Like this, according to the Hash codes of the dimension data of this pending dimension, exactly from multiple data processing unit, the data processing unit that will process this pending data record can be selected.

Further, processed by the dimension data of the data processing unit selected to this pending dimension of described pending data record, specifically comprise:

The data processing unit selected determines the Hash codes of the unique identification data of described pending data record;

According to the rear predetermined number position of the Hash codes of described unique identification data, from multiple data centralizations of preserving data accepted record, determine the data set corresponding with the rear predetermined number position of the Hash codes of described unique identification data, as data set to be checked, the rear predetermined number position of the Hash codes of the unique identification data of the data record that each data centralization of described multiple data centralization is preserved is identical, and different pieces of information concentrates the rear predetermined number position of the Hash codes of the unique identification data of the data record of preservation different;

When the data centralization described to be checked determined does not exist described pending data record, the dimension data of this pending dimension of described pending data record is processed.

Like this, when processing this dimension data of pending data record, first duplicate removal process is carried out according to the multiple data sets preserving data accepted record, no longer need during its duplicate removal process to inquire about from all data accepted records, only need to inquire about from one of multiple data set, decrease the calculated amount of duplicate removal process, thus further increase the efficiency of carrying out data processing.
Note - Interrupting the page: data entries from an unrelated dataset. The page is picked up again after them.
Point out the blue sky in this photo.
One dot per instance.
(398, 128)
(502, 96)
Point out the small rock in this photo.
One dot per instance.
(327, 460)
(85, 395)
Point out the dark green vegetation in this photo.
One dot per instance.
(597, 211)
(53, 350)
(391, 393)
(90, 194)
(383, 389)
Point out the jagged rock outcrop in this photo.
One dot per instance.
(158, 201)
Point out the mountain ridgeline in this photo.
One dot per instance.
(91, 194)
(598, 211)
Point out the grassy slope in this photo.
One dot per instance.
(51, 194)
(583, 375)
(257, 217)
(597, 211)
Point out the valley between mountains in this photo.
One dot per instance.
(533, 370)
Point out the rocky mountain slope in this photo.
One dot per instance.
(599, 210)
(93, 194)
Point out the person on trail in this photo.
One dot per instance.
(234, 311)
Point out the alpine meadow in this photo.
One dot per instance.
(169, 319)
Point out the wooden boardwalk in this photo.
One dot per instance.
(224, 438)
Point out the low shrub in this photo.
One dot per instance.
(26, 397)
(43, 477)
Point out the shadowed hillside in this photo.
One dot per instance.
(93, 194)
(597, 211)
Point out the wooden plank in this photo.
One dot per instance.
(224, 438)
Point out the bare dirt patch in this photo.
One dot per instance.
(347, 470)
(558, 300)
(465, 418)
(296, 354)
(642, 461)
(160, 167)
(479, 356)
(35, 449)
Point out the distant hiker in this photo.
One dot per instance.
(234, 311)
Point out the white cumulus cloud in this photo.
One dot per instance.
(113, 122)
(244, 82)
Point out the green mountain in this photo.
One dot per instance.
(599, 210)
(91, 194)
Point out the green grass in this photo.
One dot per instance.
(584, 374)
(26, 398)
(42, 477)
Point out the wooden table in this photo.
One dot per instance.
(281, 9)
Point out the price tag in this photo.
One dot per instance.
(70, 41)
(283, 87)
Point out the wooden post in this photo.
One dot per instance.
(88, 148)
Further, above-mentioned data processing method, also comprises:

According to the timestamp of the data record that described multiple data centralization is preserved, meet to described multiple data centralization the data record presetting the condition that abandons and carry out discard processing, the timestamp of data record is the temporal information that this data record is saved to data set.

Like this, the storage space of data set can be saved, and the data volume of the data record that data centralization stores can be reduced, to reduce query time in duplicate removal processing procedure, improve search efficiency.

Further, above-mentioned data processing method, also comprises:

For this pending dimension, the result obtained after processing the dimension data of this pending dimension of the data record received separately respectively described multiple data processing unit, carries out comprehensive accumulation process.

The embodiment of the present application also provides a kind of data processing equipment, comprising:

Acquiring unit, for obtaining the dimension data of at least one pending dimension of pending data record;

Selection unit, for for each pending dimension, according to the dimension data of this pending dimension, from multiple data processing units corresponding with this pending dimension preset, select the data processing unit that will process described pending data record;

Dispatching Unit, for being distributed to the data processing unit of selection by described pending data record;

Data processing unit, the dimension data for this pending dimension to the described pending data record be distributed to processes.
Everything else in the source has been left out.